The Chilling Effects Project tracks these abuses, and now Jennifer Urban and Laura Quilter have published a roundup of the conclusions to be drawn from the project's hundreds of collected notices.

Just as you'd expect: when you take away legal oversight of a process for suppressing speech, it is widely and ferociously abused.

Nice one, WIPO. Nice one, US Congress. Nice one, EU. You've managed to convert the Internet from a venue for unfettered free speech into a lawless zone where anyone who can write a takedown notice can make speech disappear.

* Thirty percent of notices demanded takedown for claims that presented an obvious question for a court (a clear fair use argument, complaints about uncopyrightable material, and the like);

* Notices to traditional ISP's included a substantial number of demands to remove files from peer-to-peer networks (which are not actually covered under the takedown statute, and which an OSP can only honor by terminating the target's Internet access entirely); and

* One out of 11 included significant statutory flaws that render the notice unusable (for example, failing to adequately identify infringing material).
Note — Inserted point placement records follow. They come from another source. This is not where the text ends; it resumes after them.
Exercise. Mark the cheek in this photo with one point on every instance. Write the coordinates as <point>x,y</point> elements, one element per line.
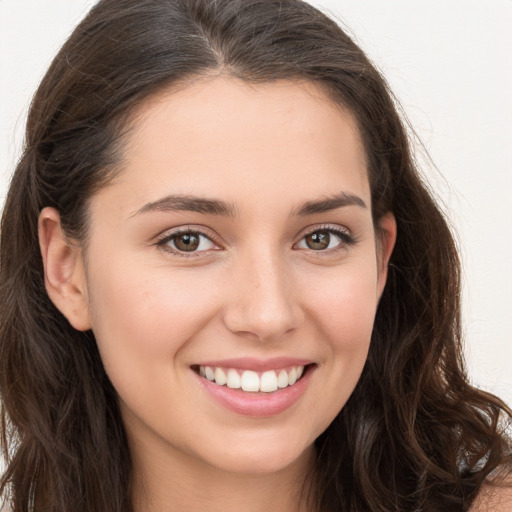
<point>345,307</point>
<point>146,317</point>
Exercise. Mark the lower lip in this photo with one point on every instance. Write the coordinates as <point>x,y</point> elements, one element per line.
<point>257,404</point>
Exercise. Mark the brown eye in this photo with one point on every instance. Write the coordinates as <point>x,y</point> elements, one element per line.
<point>318,241</point>
<point>186,242</point>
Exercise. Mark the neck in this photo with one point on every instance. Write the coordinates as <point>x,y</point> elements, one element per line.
<point>189,484</point>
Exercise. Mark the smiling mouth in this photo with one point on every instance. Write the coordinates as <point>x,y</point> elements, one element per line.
<point>251,381</point>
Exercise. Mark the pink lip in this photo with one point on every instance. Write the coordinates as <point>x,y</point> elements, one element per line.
<point>257,365</point>
<point>257,404</point>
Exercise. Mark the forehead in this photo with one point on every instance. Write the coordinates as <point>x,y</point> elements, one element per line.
<point>222,136</point>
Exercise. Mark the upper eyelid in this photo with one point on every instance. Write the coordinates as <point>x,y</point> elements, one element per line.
<point>216,239</point>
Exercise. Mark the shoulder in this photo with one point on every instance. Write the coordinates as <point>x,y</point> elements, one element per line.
<point>495,497</point>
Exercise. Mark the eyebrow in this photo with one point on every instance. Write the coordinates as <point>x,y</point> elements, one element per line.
<point>189,204</point>
<point>208,206</point>
<point>330,203</point>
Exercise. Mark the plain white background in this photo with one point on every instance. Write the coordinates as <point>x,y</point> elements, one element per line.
<point>449,63</point>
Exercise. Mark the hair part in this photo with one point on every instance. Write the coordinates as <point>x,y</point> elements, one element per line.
<point>414,434</point>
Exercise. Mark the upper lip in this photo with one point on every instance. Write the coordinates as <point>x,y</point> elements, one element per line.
<point>259,365</point>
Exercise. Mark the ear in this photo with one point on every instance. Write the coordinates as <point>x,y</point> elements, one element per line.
<point>386,238</point>
<point>64,273</point>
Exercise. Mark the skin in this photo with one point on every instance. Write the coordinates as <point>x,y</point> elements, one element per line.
<point>257,290</point>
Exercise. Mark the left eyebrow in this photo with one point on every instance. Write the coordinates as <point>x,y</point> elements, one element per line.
<point>330,203</point>
<point>190,204</point>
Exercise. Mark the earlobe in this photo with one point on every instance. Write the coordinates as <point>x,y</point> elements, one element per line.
<point>63,270</point>
<point>385,244</point>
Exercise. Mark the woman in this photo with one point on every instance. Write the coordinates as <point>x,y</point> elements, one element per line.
<point>183,329</point>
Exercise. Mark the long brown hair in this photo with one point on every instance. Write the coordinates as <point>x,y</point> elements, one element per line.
<point>413,436</point>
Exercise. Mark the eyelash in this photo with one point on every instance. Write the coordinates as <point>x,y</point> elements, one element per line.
<point>345,237</point>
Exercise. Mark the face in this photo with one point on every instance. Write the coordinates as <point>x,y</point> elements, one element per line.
<point>237,244</point>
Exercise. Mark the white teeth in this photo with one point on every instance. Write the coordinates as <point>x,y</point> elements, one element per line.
<point>268,382</point>
<point>282,380</point>
<point>234,381</point>
<point>220,377</point>
<point>209,373</point>
<point>251,381</point>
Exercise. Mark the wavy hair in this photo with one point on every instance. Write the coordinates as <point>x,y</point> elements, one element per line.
<point>413,436</point>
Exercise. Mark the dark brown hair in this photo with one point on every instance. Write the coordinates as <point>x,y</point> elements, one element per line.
<point>413,436</point>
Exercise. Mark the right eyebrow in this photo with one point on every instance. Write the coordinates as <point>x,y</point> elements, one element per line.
<point>188,203</point>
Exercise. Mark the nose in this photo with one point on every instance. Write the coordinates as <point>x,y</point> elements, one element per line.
<point>263,303</point>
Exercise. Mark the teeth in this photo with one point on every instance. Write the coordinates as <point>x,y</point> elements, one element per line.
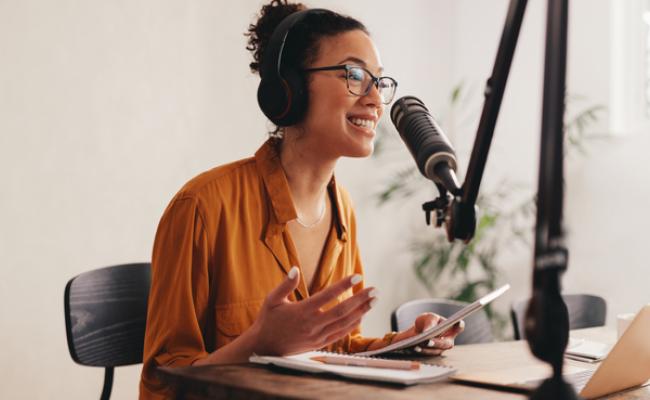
<point>365,123</point>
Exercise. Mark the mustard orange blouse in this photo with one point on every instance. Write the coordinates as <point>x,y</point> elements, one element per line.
<point>221,247</point>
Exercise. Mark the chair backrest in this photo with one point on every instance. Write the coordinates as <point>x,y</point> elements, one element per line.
<point>477,326</point>
<point>585,311</point>
<point>106,313</point>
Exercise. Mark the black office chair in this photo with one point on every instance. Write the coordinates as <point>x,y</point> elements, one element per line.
<point>585,311</point>
<point>105,317</point>
<point>477,325</point>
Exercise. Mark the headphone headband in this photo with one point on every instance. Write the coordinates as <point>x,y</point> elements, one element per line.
<point>282,95</point>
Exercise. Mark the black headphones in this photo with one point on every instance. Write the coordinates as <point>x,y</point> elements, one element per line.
<point>282,94</point>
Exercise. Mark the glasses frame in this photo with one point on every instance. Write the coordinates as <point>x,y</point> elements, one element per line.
<point>374,80</point>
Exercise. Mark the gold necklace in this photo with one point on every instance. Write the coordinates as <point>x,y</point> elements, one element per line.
<point>320,218</point>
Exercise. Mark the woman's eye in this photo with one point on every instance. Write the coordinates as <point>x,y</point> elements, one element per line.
<point>355,75</point>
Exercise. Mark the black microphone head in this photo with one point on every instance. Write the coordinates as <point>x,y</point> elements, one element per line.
<point>422,136</point>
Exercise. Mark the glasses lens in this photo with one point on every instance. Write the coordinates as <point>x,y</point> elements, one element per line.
<point>386,87</point>
<point>358,80</point>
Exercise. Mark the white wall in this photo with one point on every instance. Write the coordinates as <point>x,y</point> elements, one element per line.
<point>106,108</point>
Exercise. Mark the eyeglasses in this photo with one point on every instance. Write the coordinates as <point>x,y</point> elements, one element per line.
<point>360,81</point>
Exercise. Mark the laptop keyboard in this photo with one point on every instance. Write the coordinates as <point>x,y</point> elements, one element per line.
<point>577,379</point>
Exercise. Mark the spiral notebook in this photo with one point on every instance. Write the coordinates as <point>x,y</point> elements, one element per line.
<point>304,362</point>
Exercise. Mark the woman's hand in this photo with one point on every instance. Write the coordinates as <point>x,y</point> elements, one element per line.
<point>437,345</point>
<point>433,347</point>
<point>285,327</point>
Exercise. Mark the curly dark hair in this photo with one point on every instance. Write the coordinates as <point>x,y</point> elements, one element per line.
<point>302,47</point>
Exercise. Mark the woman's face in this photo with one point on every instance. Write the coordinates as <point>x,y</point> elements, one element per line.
<point>334,123</point>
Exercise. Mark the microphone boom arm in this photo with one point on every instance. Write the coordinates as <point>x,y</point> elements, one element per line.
<point>547,322</point>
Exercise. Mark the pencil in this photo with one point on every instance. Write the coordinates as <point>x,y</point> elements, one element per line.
<point>368,362</point>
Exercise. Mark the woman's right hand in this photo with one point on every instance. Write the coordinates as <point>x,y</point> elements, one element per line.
<point>285,327</point>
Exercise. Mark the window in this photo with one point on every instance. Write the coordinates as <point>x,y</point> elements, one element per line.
<point>630,67</point>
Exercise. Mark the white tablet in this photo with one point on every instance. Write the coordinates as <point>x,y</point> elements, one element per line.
<point>441,327</point>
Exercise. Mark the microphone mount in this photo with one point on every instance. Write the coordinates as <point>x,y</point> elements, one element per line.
<point>547,322</point>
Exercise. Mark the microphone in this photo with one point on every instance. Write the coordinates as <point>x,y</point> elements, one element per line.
<point>422,135</point>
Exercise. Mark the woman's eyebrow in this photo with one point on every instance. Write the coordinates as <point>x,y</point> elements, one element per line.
<point>358,61</point>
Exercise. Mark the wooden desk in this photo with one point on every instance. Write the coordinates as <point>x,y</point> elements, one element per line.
<point>248,381</point>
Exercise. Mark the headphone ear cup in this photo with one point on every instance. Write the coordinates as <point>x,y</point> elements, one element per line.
<point>272,98</point>
<point>297,98</point>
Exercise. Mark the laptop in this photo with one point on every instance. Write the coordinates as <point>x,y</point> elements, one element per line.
<point>626,366</point>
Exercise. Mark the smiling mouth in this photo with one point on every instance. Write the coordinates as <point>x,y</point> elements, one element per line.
<point>362,123</point>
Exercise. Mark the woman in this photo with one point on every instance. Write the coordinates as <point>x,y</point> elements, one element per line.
<point>260,255</point>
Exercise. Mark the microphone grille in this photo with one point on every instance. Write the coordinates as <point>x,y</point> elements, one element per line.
<point>403,106</point>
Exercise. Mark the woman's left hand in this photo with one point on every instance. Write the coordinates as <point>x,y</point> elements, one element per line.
<point>437,345</point>
<point>433,347</point>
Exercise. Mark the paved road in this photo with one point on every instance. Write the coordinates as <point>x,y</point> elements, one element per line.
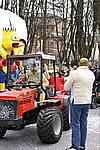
<point>27,139</point>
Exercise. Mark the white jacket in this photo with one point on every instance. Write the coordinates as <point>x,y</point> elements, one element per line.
<point>80,81</point>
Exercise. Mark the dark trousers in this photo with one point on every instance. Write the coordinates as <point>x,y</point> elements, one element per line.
<point>79,114</point>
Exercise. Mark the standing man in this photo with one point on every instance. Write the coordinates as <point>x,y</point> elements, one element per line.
<point>80,82</point>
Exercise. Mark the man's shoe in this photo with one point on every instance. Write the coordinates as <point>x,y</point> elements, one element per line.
<point>72,148</point>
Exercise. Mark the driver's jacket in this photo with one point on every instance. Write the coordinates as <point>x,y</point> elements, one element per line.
<point>36,77</point>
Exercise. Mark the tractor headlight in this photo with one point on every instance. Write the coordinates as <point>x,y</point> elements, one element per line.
<point>8,109</point>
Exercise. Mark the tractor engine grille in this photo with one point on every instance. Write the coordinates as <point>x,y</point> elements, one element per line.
<point>8,109</point>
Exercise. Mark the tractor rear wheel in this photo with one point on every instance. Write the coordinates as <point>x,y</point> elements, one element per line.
<point>65,114</point>
<point>2,132</point>
<point>49,125</point>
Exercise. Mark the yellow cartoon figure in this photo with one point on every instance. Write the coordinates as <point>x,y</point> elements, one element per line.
<point>13,35</point>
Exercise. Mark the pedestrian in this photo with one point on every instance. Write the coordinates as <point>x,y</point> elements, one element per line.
<point>80,81</point>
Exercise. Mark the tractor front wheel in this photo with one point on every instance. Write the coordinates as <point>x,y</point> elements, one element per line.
<point>2,132</point>
<point>49,125</point>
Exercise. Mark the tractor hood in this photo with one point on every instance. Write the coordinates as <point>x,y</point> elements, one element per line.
<point>15,94</point>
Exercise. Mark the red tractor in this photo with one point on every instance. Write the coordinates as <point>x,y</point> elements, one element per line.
<point>19,105</point>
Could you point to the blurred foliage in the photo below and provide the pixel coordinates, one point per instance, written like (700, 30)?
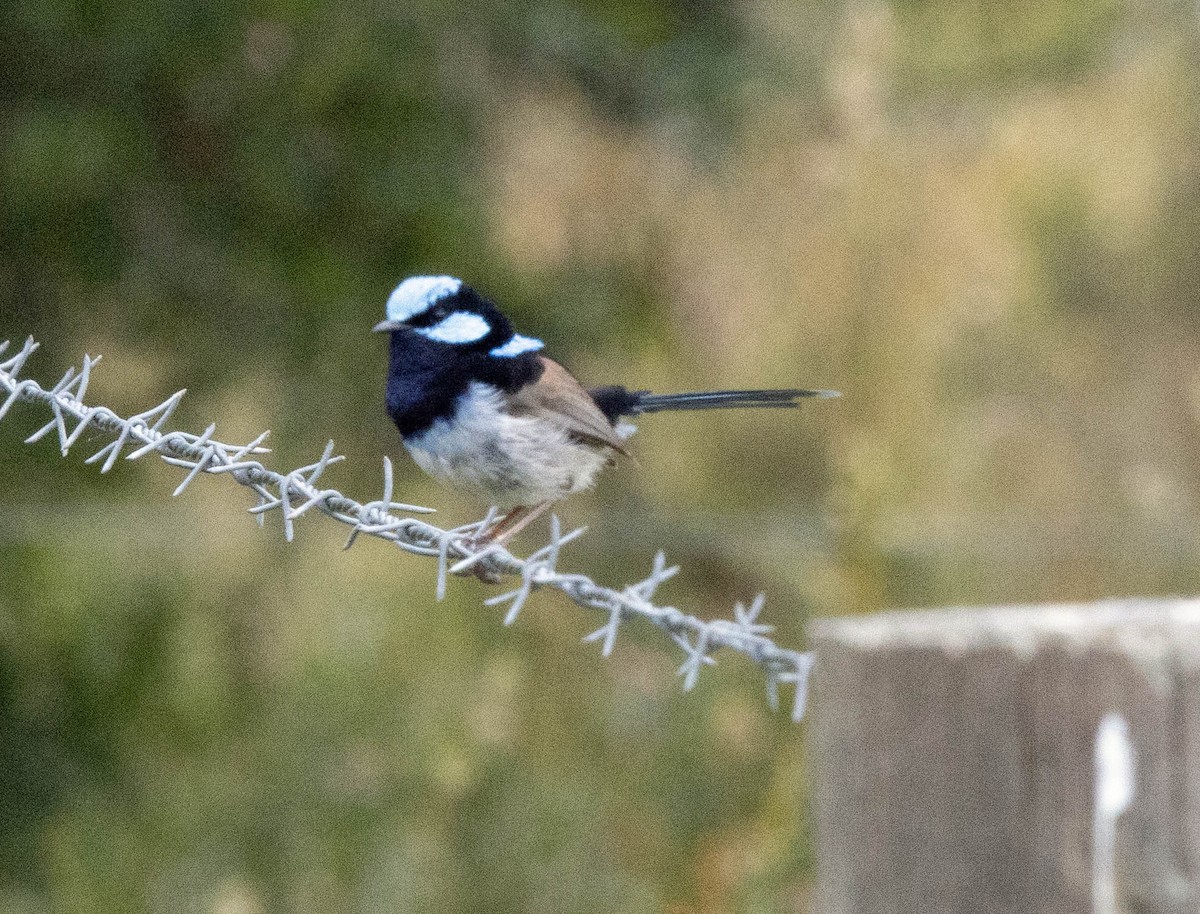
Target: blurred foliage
(981, 221)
In addition, we found some interesting patterns that do not, by themselves, indicate concern, but which are of concern when combined with the fact that one third of the notices depended on questionable claims:

* Over half–57%–of notices sent to Google to demand removal of links in the index were sent by businesses targeting apparent competitors;

* Over a third–37%–of the notices sent to Google targeted sites apparently outside the United States

WIPO is now considering an even more sweeping version of the treaty that gave us this regime: the new proposals floating around on ISP liability could force ISPs to not only delete material, but to shut off the Internet access of those who are baselessly accused of infringement.